Karen Nordahl: For women who have not previously been active, we suggest a simple walking program of 15-20 minutes per day -- something that they can do on their lunch hour or after dinner. Other options are a swimming program, prenatal yoga, or pilates. Our goal here is to congratulate them for making the effort rather than focusing on a regimented program. With time, they can increase their walking to 45 to 60 minutes per day, participating as much as they feel they are able.Ann: It seems to me that we as a society have come a long way in celebrating the beauty of the pregnant body. Do you find that women are experiencing more positive body image today than they were a few years ago? How does body image impact on a woman's decision to exercise during pregnancy?
Karen Nordahl: The change in attitude towards the pregnant body has been astounding. It was considered unusual for a woman to appear in a maternity bathing suit in the past. Now the cute bellies are everywhere. We do not like to focus on body image during pregnancy: we are interested in "wellness" instead. However, I believe that the development of athletic wear that is attractive for pregnant women has encouraged and enhanced their desire to exercise. Body image does come into play if the woman feels like she is "losing control" over how she looks and feels. Exercise seems to allow her to feel a bit better about herself, and renews her faith in her body's overall strengths and abilities.Ann: Can you comment on the importance of pumping up the fun factor in fitness? We don't want fitness to feel like one more item on our "to do" lists -- especially when we're pregnant and may be tired or dealing with various pregnancy discomforts.
Karen Nordahl: Fitness needs to be fun or a mom-to-be will not do it on a regular basis. If the exercises are a chore, a mom-to-be needs to find new ones or to try exercising in a group.Ann: Are pregnant women more likely to exercise if they work out with their partners? Or is fitness an activity most moms-to-be enjoy doing on their own or with other moms-to-be, their girlfriends, etc.? Or does it vary according to the mom?
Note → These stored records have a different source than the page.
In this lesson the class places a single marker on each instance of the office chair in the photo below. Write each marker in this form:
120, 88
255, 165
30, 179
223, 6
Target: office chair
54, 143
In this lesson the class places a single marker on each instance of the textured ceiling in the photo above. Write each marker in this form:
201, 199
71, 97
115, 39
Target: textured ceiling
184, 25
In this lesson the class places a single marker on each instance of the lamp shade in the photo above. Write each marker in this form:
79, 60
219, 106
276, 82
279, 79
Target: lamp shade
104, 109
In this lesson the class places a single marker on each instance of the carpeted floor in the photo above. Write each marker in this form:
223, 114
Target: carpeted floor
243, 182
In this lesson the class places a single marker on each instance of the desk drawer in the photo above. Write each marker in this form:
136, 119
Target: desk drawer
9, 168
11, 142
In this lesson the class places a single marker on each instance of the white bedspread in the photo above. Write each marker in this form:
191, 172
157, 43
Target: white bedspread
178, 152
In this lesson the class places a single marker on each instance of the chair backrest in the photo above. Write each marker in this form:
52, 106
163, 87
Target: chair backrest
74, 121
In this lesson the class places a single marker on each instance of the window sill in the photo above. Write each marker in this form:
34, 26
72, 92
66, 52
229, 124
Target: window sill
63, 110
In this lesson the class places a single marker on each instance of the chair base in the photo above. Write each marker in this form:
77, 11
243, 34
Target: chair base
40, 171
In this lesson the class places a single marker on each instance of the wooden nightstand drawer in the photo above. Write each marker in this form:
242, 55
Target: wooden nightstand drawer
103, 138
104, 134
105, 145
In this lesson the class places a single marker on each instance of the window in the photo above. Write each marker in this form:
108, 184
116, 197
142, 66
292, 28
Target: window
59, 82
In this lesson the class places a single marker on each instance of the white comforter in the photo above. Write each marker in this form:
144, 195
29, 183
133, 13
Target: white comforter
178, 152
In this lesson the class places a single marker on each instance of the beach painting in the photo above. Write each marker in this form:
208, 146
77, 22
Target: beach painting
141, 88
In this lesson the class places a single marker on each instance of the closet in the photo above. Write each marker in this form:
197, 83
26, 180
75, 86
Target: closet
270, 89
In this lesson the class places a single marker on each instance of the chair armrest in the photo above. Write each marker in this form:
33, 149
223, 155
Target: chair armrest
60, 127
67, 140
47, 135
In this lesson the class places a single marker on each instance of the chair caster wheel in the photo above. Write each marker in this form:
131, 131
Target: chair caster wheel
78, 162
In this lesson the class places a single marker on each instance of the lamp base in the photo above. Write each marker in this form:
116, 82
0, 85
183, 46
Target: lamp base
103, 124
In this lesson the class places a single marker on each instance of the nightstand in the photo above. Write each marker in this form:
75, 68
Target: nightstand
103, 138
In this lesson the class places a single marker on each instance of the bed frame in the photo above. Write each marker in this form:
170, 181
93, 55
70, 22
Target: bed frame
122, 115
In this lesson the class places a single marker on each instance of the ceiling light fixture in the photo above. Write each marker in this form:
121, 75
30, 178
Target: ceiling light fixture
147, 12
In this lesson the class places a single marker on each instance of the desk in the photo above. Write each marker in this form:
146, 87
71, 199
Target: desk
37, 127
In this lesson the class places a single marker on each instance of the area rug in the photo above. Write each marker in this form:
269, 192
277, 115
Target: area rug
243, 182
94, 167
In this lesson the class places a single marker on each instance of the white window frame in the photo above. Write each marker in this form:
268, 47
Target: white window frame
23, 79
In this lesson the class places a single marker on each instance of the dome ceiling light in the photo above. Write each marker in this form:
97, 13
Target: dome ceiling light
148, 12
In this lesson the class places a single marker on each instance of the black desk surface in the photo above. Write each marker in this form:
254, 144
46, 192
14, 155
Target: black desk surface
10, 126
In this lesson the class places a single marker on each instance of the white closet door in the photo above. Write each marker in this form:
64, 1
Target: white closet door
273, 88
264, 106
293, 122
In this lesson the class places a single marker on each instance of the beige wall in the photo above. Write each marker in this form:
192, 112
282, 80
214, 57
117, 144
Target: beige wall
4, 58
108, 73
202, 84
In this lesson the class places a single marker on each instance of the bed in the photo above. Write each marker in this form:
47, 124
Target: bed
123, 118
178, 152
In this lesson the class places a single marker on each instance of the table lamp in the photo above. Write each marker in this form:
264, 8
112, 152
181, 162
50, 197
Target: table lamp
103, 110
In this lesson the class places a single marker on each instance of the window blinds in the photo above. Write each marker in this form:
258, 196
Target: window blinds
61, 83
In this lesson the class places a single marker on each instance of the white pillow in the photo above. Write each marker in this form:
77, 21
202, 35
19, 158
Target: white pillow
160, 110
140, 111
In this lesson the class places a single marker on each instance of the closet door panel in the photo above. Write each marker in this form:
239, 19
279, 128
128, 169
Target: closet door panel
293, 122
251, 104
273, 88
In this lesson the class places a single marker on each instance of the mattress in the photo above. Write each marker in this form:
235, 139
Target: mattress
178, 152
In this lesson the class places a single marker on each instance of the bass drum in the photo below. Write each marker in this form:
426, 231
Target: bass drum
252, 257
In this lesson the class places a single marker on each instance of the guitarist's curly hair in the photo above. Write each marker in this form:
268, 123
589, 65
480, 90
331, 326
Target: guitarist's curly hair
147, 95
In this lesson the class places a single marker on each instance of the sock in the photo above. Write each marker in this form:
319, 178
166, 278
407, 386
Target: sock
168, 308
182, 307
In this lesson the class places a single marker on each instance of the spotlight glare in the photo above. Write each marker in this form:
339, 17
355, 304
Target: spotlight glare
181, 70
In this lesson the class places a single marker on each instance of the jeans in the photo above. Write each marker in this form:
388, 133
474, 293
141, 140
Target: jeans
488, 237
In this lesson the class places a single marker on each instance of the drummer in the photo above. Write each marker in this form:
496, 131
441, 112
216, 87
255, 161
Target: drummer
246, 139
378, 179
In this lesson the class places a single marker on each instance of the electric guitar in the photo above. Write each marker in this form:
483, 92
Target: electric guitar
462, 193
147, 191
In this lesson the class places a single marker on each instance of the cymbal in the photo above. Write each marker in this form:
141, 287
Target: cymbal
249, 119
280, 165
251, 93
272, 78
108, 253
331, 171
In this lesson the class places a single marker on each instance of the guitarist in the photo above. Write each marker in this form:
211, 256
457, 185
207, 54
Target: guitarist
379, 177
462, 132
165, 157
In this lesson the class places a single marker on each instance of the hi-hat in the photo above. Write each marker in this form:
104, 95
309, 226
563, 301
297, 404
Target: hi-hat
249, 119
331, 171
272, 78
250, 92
Karen Nordahl: We find that the environment our group classes provide is the best way to exercise for the majority of moms. The ability to interact in a group, observe each others' discomforts and anxiety, makes the whole experience more 'normal' for some women. However, there are some moms-to-be who use exercise as a 'destressor' and who prefer the isolation of a solo workout.Ann: What words of wisdom can you offer to a mom-to-be who is juggling a busy career with an otherwise busy life and who says she simply doesn't have time to exercise?
Karen Nordahl: Our view is that exercising is important to the health of you and your baby as everything else you are doing: e.g., quitting smoking, discontinuing alcohol, and taking a prenatal vitamin. When we are not pregnant, we sometimes do not exercise for ourselves, but when you are pregnant, you need to exercise. Just 20 minutes of walking will do it for both you and your baby.